杨传胜, 杨长清, 杨艳秋, 孙晶, 颜中辉, 王建强. 东海洋陆过渡带中—新生代构造变形及动力学机制[J]. 海洋地质与第四纪地质, 2020, 40(1): 71-84. DOI: 10.16562/j.cnki.0256-1492.2019080201
引用本文: 杨传胜, 杨长清, 杨艳秋, 孙晶, 颜中辉, 王建强. 东海洋陆过渡带中—新生代构造变形及动力学机制[J]. 海洋地质与第四纪地质, 2020, 40(1): 71-84. DOI: 10.16562/j.cnki.0256-1492.2019080201
YANG Chuansheng, YANG Changqing, YANG Yanqiu, SUN Jing, YAN Zhonghui, WANG Jianqiang. Meso−Cenozoic deformation and dynamic mechanism of the ocean−continent transitional zone in the East China Sea[J]. Marine Geology & Quaternary Geology, 2020, 40(1): 71-84. DOI: 10.16562/j.cnki.0256-1492.2019080201
Citation: YANG Chuansheng, YANG Changqing, YANG Yanqiu, SUN Jing, YAN Zhonghui, WANG Jianqiang. Meso−Cenozoic deformation and dynamic mechanism of the ocean−continent transitional zone in the East China Sea[J]. Marine Geology & Quaternary Geology, 2020, 40(1): 71-84. DOI: 10.16562/j.cnki.0256-1492.2019080201

东海洋陆过渡带中—新生代构造变形及动力学机制

Meso−Cenozoic deformation and dynamic mechanism of the ocean−continent transitional zone in the East China Sea

  • 摘要: 洋陆过渡带为大陆与大洋相互作用的重要地区,是研究大洋与大陆地球演化过程、动力学机制的关键,西太平洋及邻区是全球范围内开展洋陆过渡带研究的最理想实验室。东海陆架盆地及邻区整体位于华南陆块东部,中、新生代以来遭受了多期复杂的板块碰撞、俯冲、弧后拉张等影响,完整保留了该时期的构造变形,记录了丰富的洋陆过渡带地质信息。基于近10年来获取的陆域实测资料、海区地球物理数据,综合前人中、新生界研究成果,运用海-陆对比等方法,以东海陆架盆地南部及邻域为研究区,梳理了毗邻陆域中、新生界构造变形,识别出4大区域不整合面、划分了4大主要构造层,总结了区内6个构造岩浆期发育及5大区域断裂展布。同时,重新梳理了海域中、新生界地层格架,细化出5类构造样式与12种构造组合,分析了断裂、火成岩,其中断裂主要沿NE−NNE、NW向展布,兼有少量沿EW向发育的小规模断裂,岩浆岩多期次活动,主要为燕山期与喜山期。结合数值模拟,认为慢速拉伸模式较为符合研究区中生代构造环境,板片俯冲造成的局部含水地幔熔融可能为区内岩浆岩的主要成因,详细划分了区内构造演化与盆地类型。

     

    Abstract: Continent-ocean transition zone (COT) is a key to better understanding the geodynamic process and its mechanism between ocean and continent and has long been one of the hot issues in geoscientific research.

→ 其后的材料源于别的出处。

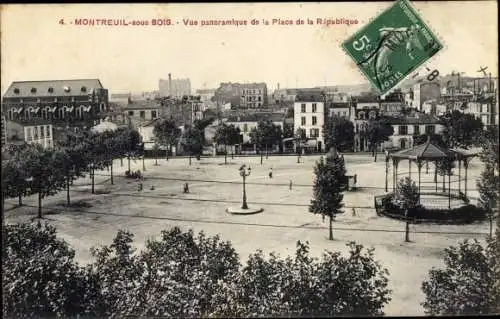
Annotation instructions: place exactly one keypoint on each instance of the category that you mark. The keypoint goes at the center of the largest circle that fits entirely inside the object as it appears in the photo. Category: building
(392, 104)
(407, 127)
(4, 131)
(309, 114)
(424, 91)
(254, 95)
(138, 112)
(247, 95)
(32, 131)
(175, 88)
(340, 109)
(79, 104)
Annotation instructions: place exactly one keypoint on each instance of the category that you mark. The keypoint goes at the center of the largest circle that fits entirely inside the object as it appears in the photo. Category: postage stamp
(392, 46)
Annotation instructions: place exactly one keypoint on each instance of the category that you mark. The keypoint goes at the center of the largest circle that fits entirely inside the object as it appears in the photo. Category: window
(403, 130)
(416, 129)
(430, 129)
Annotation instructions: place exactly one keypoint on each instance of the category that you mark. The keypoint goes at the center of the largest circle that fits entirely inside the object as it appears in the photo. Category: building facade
(175, 88)
(309, 114)
(61, 103)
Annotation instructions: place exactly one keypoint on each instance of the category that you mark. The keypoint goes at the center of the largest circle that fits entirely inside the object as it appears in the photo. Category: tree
(192, 142)
(167, 133)
(266, 134)
(40, 277)
(300, 137)
(466, 284)
(46, 168)
(378, 131)
(460, 129)
(327, 188)
(407, 198)
(339, 133)
(227, 135)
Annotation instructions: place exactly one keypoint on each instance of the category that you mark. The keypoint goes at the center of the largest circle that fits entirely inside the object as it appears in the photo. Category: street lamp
(244, 173)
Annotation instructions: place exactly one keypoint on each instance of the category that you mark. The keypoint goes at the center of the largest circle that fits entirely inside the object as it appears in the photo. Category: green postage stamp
(392, 46)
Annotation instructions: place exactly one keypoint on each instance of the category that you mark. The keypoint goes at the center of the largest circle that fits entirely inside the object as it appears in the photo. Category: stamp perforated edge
(418, 68)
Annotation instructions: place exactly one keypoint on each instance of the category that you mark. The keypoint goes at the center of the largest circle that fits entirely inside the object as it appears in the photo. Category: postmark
(392, 46)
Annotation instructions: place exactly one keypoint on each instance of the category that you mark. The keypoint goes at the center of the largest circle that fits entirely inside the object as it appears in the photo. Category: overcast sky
(126, 58)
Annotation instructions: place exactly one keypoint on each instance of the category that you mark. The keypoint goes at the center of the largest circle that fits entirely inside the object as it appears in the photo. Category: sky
(35, 46)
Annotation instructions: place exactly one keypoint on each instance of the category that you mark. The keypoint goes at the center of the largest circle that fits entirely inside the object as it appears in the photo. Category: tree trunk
(39, 205)
(331, 228)
(407, 228)
(68, 200)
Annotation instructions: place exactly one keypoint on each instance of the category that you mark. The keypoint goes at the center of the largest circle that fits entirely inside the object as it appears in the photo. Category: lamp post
(244, 173)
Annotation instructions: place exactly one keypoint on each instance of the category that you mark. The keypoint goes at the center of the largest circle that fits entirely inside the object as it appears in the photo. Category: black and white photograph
(239, 160)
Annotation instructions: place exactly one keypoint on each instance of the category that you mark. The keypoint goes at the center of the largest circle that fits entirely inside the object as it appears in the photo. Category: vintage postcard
(250, 159)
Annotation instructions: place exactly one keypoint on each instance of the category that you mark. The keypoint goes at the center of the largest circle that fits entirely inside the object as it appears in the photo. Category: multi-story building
(392, 104)
(309, 114)
(175, 88)
(77, 104)
(139, 112)
(4, 131)
(254, 95)
(247, 122)
(407, 127)
(242, 95)
(34, 131)
(422, 92)
(341, 109)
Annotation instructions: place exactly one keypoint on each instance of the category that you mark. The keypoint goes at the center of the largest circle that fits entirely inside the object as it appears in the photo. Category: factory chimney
(170, 84)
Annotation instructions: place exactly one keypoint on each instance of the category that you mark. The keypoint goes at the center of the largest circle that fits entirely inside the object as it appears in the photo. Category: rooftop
(52, 88)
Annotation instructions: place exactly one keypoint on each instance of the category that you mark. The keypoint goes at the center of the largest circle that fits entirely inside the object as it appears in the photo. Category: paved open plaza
(213, 187)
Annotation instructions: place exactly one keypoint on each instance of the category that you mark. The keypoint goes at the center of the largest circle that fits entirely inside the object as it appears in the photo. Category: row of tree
(183, 274)
(30, 169)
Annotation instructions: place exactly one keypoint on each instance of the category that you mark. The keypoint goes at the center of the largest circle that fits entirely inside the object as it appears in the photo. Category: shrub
(40, 277)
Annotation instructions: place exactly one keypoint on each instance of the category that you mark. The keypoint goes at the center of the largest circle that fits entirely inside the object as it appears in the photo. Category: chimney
(169, 84)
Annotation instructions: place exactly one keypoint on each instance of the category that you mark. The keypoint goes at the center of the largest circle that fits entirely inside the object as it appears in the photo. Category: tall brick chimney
(170, 85)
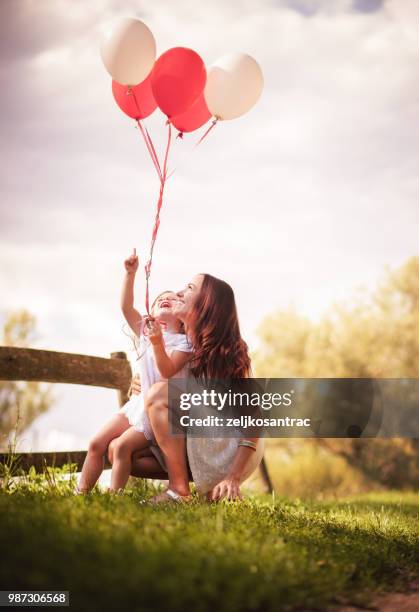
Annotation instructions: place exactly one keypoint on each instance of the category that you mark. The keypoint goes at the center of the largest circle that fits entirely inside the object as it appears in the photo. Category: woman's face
(186, 297)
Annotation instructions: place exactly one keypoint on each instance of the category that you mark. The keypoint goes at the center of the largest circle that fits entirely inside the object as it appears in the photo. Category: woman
(208, 310)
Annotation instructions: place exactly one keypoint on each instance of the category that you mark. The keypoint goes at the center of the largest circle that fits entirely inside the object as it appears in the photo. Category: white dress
(146, 367)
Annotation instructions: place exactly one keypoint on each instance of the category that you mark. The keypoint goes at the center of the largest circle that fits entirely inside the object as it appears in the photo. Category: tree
(374, 336)
(21, 401)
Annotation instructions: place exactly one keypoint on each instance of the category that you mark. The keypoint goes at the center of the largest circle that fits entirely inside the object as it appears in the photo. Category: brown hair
(219, 350)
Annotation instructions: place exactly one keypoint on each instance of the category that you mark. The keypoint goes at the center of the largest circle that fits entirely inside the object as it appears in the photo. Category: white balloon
(128, 50)
(234, 85)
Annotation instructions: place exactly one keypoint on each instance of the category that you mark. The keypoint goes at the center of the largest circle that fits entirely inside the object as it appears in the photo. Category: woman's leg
(94, 462)
(125, 445)
(173, 447)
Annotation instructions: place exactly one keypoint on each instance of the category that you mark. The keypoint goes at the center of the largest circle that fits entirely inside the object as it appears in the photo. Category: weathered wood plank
(71, 368)
(39, 460)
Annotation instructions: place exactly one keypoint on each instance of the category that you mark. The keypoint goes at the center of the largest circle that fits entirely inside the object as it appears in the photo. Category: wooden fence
(51, 366)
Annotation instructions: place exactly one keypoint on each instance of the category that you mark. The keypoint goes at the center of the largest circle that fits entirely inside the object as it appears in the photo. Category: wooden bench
(55, 367)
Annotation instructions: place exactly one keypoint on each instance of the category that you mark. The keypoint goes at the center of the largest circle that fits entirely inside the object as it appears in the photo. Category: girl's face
(164, 304)
(186, 297)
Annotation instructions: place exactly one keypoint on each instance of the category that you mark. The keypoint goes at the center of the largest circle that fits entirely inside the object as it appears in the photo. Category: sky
(298, 203)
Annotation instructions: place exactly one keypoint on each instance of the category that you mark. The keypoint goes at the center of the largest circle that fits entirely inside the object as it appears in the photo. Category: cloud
(296, 200)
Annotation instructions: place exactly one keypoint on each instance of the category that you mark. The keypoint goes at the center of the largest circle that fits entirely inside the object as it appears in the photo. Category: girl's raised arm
(132, 316)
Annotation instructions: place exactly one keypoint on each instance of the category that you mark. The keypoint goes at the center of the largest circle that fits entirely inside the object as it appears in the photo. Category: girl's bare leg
(173, 447)
(143, 463)
(94, 463)
(125, 445)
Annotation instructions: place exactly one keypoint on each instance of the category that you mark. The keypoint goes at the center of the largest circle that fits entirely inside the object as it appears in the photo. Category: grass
(265, 553)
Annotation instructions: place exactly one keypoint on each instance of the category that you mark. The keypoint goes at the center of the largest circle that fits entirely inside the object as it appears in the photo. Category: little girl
(163, 354)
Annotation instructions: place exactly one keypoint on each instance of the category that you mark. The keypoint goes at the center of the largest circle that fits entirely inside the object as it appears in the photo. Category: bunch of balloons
(179, 84)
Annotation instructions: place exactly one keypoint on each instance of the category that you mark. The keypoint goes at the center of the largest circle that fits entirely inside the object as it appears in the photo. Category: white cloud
(302, 200)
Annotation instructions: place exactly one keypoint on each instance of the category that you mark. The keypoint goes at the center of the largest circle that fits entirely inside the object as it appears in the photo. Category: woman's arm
(131, 315)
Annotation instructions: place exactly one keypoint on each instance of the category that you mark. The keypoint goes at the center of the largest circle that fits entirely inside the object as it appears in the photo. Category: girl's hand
(136, 385)
(154, 331)
(228, 488)
(131, 264)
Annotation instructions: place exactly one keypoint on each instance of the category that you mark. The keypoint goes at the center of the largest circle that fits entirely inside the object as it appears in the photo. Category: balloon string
(146, 135)
(147, 267)
(151, 149)
(213, 124)
(180, 135)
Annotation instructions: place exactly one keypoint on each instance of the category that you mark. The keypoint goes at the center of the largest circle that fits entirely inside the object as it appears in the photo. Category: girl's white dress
(209, 458)
(146, 367)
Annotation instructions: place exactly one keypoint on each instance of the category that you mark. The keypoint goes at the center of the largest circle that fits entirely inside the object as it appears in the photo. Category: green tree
(375, 335)
(21, 401)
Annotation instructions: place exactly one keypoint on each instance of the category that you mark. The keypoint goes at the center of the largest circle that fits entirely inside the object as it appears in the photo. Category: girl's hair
(131, 334)
(219, 350)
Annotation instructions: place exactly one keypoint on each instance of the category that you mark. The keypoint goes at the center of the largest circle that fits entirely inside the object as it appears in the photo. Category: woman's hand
(131, 264)
(136, 385)
(154, 331)
(228, 488)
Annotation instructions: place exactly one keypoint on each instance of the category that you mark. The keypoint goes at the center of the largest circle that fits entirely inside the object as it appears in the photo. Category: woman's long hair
(219, 350)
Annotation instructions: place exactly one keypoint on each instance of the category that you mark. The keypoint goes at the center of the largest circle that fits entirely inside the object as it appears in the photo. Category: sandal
(78, 491)
(170, 496)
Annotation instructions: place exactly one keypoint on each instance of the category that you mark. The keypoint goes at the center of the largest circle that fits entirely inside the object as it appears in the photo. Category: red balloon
(194, 117)
(138, 101)
(178, 79)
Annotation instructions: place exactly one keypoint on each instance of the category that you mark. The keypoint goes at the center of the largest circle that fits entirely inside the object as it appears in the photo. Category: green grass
(263, 554)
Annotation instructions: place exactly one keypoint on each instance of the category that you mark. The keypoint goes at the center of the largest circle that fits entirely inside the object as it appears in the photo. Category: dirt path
(392, 602)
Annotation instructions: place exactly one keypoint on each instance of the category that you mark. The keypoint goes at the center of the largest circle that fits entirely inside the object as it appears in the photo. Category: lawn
(270, 554)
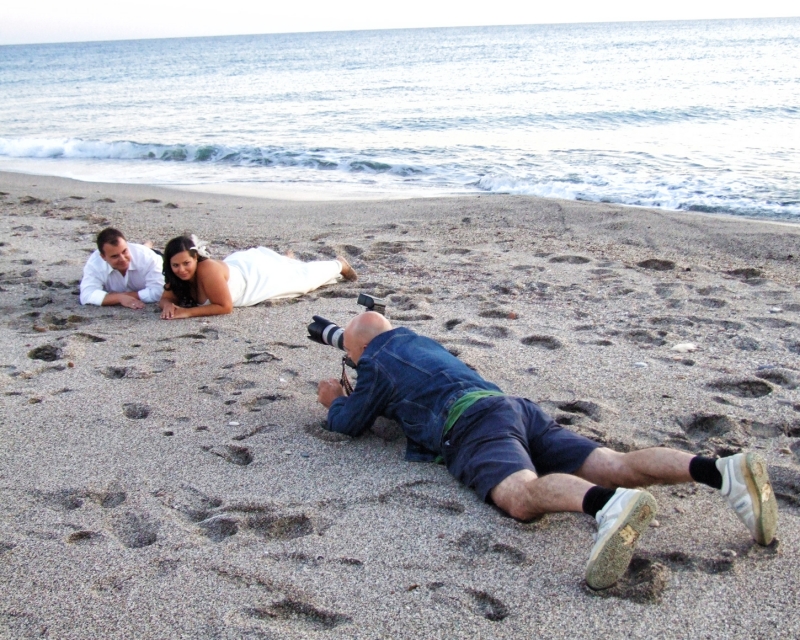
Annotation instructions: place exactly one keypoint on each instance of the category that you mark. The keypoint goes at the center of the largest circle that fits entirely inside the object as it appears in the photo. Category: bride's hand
(169, 311)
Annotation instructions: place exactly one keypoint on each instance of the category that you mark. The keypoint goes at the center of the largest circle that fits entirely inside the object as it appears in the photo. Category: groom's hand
(328, 391)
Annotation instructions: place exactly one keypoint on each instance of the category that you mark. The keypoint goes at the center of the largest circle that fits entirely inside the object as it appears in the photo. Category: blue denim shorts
(501, 435)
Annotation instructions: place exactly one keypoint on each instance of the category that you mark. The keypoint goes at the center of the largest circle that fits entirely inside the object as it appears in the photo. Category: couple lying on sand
(505, 448)
(186, 282)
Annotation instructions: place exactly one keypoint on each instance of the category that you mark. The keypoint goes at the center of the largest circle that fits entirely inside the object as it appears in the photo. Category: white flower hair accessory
(200, 247)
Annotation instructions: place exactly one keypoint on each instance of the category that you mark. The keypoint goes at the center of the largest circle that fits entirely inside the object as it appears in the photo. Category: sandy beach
(171, 479)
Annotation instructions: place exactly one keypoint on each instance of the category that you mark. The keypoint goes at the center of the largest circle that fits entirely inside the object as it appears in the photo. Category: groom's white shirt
(144, 276)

The Southern East China Sea Shelf Basin (SECSSB), Zhejiang, Fujian and Guangdong regions, located at the eastern South China Block, have suffered from the westward subduction of the Izanagi Plate and the Pacific Plate as well as the far-field effect of the collision of the Indian Plate and the Eurasian Plate since Mesozoic, and complete records on tectonic deformation and COT interaction in this period are preserved. Based on geological and geophysical data acquired over the last 10 years, synthesizing Meso-Cenozoic research results and making land-ocean correlation, this paper studied the Meso-Cenozoic tectonic deformation and dynamic mechanism of the SECSSB and its adjacent areas. Based on the field geological survey, this paper provides a summary of the Meso-Cenozoic tectonic deformation in the land area. 4 major regional unconformities and 4 main structural layers are recognized, in addition to the 6 tectomagmatic periods and 5 large regional faults which have great influence on the Meso- Cenozoic sedimentary evolution. Meanwhile, this paper also summarized the Meso- Cenozoic stratigraphic framework and recognized 5 types of tectonic styles and 12 tectonic combinations in the SECSSB. Faults mainly trend in NE−NNE except a few small ones trending in EW. Magmatic rocks were mainly formed during the Yanshanian and Himalayan periods and display a spatially regular migration from west to east. Numerical simulation results show that slow-stretching model is consistent with the Mesozoic tectonic setting and local water-bearing mantle melting of the region since plate subduction is believed the main reason for the formation of magmatic rocks in the study area. Based on the study mentioned above, we discussed in details the Meso-Cenozoic tectonic evolution and basin type in this paper.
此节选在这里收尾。